What is the usual advice after a breakup? Keep busy. Go out with friends, start a new hobby, do whatever you have to do to keep your mind off of your ex.

It’s not bad advice. At a certain point we have to get off our couch, put the trip choc fudge ice-cream back in the freezer, and carry on with our life. But don’t let keeping busy prevent you from processing the breakup. Whatever you’re feeling, give yourself permission to feel it.

Remember, there’s no right way to feel after a breakup. Common emotions are sadness, anger and a sense of loss, but I remember at the end of one particularly toxic relationship, the overwhelming emotion I felt was relief.

Reflect on the relationship, recognising where it went wrong and the part you each played. Be honest about your ex’s faults and the ways he/she hurt you. Be honest about your own faults and how you could have been a better partner.

Manson points out that understanding what went wrong in your relationship can go a long way towards helping you move on, and it can prevent you from making the same mistakes in future.


Even when a relationship ends on good terms, people can be left hurting. You probably blame the other party for certain things, something might have been left unsaid, or maybe you’re just grappling with failed expectations.
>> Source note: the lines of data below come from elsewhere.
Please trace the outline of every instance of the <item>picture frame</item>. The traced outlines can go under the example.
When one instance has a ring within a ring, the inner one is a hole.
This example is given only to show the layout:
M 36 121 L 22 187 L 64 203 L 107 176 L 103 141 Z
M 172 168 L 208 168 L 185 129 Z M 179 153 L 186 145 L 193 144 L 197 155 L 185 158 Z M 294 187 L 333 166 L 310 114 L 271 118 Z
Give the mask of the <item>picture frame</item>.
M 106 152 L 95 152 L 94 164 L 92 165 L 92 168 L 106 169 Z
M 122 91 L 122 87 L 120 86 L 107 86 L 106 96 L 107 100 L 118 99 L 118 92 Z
Regardless of how badly your ex was in the wrong, one of the best things you can do after breaking up is forgive them.

Forgiveness is a decision to let go of any grievance you’re holding against that person. It means letting go of any feelings of bitterness, resentment, and vengeance you hold towards that person.

Forgiving doesn’t mean forgetting. That’s denial. Forgiving doesn’t mean excusing the wrong or saying it doesn’t matter. It just means letting go of the resentment. Forgiveness says, “I know what you did. It hurt. But I’m not going to hold it against you.”

Finally, forgiveness is an act of the will, not an emotion. You don’t have to feel forgiving to forgive. Heck, most of the time you probably won’t, and the hurt you’re feeling probably won’t just disappear. But regardless of how you’re feeling, forgiving will be a massive step on the road to healing.


Like going to the dentist or gluten-free baking, breakups are one of those things that are inherently a bad time. Nothing I write is going to change that.

But breakups are also a necessary part of life. If you’re in a relationship with someone and you decide that this isn’t the person you want to spend the rest of your life with, the best thing you can do is breakup. Don’t view this as a failure.

Your goal should be to end the relationship respectfully and in a way that equips both parties to move on. These 11 tips will help you achieve that.

Are there any other tips you would share to help someone navigate a breakup? I’d love for you to write them in the comment section.